GLENN GREENWALD: Well, that’s—that’s a really significant question, Amy. And when Mike Pompeo made his speech, the one that you’ve been playing, it was very deliberately threatening. He was saying things like “We are no longer going to allow them the space to publish this information. This ends now.” And the question that you just raised is the towering one for me, which is, OK, so the U.S. government indicts WikiLeaks and issues an arrest warrant for Julian Assange. It doesn’t change the fact that he’s currently in the Ecuadorean Embassy, where he has received asylum. And remember, the reason the Ecuadorean government gave Julian Assange asylum in the first place was because they said they were worried that if he were extradited to Sweden, that that would then be used to send him to the United States, where he would be prosecuted for publishing information, for doing journalism. That was always what Ecuador was most worried about. So it seems very unlikely that Ecuador is going to voluntarily withdraw its asylum.
So then the question becomes: Do they have any plans to physically seize Julian by invading the Ecuadorean Embassy, something the U.K. government actually thought about doing early on? Do they—are they trying to do a deal with the new Ecuadorean government to provide them benefits, or threaten them, in exchange for handing Julian over and withdrawing the asylum? Or is this just theater? Is this just show? Is this just a way of the Trump administration showing that they’re trying to crack down on leaks? I don’t think we know the answer to that question. But the asylum that Julian has should prevent the U.S. government from apprehending him, even if they do decide to go ahead and indict WikiLeaks.
AMY GOODMAN: Chelsea Manning is about to be released in May. The argument that he’s making that Julian Assange solicited Manning, the information, your final comment, Glenn?
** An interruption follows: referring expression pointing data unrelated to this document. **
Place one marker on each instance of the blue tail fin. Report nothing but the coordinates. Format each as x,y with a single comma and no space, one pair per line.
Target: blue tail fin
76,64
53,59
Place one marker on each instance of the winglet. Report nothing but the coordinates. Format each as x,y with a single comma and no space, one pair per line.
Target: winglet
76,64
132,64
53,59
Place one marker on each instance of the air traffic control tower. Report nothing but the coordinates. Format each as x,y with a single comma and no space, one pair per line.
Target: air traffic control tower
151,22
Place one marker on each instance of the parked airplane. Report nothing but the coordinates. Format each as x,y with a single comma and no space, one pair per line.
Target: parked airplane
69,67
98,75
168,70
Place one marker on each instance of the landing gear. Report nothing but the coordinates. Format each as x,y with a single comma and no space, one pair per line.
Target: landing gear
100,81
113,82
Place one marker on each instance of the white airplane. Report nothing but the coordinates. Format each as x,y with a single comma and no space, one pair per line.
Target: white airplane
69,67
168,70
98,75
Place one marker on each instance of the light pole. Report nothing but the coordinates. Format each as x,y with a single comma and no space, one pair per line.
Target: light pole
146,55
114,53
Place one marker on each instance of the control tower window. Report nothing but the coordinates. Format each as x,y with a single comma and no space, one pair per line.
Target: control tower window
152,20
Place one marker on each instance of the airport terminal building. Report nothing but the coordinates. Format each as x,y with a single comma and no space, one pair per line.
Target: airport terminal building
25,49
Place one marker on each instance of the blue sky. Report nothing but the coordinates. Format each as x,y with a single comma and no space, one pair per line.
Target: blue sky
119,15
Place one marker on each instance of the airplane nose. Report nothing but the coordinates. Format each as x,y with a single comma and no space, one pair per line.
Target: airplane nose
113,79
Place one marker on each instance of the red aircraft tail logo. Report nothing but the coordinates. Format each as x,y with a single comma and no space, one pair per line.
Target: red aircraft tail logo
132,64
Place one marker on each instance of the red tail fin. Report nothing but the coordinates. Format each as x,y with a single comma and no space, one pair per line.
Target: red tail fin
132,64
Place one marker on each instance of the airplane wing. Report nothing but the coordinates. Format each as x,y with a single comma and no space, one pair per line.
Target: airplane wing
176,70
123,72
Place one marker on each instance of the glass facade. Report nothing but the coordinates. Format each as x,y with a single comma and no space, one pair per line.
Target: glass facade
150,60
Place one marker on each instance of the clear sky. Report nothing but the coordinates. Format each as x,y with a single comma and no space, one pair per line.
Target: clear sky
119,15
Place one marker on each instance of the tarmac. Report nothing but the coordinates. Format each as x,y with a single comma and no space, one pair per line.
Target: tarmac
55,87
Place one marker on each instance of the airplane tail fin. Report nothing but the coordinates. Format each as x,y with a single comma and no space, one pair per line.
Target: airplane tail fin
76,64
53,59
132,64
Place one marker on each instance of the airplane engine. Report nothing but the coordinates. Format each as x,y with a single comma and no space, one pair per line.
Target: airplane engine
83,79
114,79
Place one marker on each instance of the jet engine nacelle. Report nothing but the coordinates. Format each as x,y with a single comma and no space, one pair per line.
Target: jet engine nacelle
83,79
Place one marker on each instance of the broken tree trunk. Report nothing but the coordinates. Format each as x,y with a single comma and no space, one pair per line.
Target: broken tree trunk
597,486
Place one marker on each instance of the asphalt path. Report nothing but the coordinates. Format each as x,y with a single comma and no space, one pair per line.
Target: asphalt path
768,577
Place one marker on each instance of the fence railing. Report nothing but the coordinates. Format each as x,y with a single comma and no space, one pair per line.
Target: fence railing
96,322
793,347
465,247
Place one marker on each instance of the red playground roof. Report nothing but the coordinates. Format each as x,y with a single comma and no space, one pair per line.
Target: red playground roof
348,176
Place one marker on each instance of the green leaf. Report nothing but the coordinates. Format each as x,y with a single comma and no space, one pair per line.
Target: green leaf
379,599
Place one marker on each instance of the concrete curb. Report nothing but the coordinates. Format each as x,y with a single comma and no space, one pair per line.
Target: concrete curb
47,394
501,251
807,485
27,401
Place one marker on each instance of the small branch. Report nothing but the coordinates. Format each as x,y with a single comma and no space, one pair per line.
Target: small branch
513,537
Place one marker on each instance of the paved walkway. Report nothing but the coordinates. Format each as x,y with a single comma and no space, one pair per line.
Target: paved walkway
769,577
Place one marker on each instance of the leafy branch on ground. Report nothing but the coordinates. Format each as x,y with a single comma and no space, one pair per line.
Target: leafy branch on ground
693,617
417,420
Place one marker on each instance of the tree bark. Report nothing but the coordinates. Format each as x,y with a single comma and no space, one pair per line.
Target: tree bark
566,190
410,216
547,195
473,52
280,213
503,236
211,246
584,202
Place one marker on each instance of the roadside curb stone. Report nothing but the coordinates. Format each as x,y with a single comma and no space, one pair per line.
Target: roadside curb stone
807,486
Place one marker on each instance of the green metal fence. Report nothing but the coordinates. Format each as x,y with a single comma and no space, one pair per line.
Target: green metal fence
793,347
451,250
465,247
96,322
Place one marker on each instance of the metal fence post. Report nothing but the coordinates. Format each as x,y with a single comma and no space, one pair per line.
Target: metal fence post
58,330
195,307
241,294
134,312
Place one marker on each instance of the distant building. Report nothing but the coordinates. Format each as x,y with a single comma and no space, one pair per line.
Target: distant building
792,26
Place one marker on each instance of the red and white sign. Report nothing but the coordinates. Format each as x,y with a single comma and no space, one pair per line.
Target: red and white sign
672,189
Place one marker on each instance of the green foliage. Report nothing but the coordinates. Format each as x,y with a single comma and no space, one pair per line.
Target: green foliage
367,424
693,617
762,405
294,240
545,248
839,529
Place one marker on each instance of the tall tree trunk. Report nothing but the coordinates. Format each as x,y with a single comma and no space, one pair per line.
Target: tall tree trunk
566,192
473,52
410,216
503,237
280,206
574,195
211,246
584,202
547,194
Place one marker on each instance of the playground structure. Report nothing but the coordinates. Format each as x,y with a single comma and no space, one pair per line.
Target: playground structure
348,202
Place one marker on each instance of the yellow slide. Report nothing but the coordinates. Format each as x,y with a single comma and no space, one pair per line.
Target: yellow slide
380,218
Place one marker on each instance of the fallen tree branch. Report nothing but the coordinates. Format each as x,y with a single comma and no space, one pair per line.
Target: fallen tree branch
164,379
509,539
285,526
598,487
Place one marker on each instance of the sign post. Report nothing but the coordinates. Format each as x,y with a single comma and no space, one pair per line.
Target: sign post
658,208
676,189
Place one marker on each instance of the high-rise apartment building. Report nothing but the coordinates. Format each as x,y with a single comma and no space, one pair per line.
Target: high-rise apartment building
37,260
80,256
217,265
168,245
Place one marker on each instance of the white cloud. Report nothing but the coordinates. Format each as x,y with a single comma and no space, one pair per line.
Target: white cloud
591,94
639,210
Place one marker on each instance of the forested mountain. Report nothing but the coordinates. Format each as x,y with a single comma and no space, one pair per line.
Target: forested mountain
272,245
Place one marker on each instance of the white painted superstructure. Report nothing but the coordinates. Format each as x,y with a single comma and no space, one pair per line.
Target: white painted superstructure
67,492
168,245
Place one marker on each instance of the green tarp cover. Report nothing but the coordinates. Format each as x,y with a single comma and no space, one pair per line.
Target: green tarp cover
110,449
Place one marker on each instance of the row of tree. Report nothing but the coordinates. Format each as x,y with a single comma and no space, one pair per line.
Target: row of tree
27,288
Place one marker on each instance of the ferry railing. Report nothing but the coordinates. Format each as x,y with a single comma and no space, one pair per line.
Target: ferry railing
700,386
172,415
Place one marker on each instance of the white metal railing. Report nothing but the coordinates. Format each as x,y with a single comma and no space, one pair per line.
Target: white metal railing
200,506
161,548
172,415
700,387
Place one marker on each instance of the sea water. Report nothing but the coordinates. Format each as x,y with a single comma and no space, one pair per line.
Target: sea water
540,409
GLENN GREENWALD: So the Obama administration, when they were trying to prosecute WikiLeaks, thought about: How can we do this in a way that makes it so that we’re accusing them of more than just publishing? And they said, “Maybe we can find evidence that Julian actually participated with Chelsea Manning in the theft of this material.” And ultimately, they found no evidence whatsoever to support that theory. Nonetheless, Mike Pompeo asserted that this was true, obviously in anticipation of trying to use this as a theory to say, “We’re not prosecuting WikiLeaks for publishing. We’re prosecuting them for collaborating or conspiring in the theft of this information.” There’s been no evidence ever that the Obama administration found. And I seriously doubt the Trump administration has found evidence for that, as well, but they asserted it in order to say, “We’re not prosecuting them for publishing.”
AMY GOODMAN: We’re going to leave it there, but, of course, we’re going to continue to follow this. Glenn, thanks so much for joining us.
GLENN GREENWALD: Thanks, Amy.
AMY GOODMAN: Glenn Greenwald, Pulitzer Prize-winning journalist, one of the founding editors of The Intercept.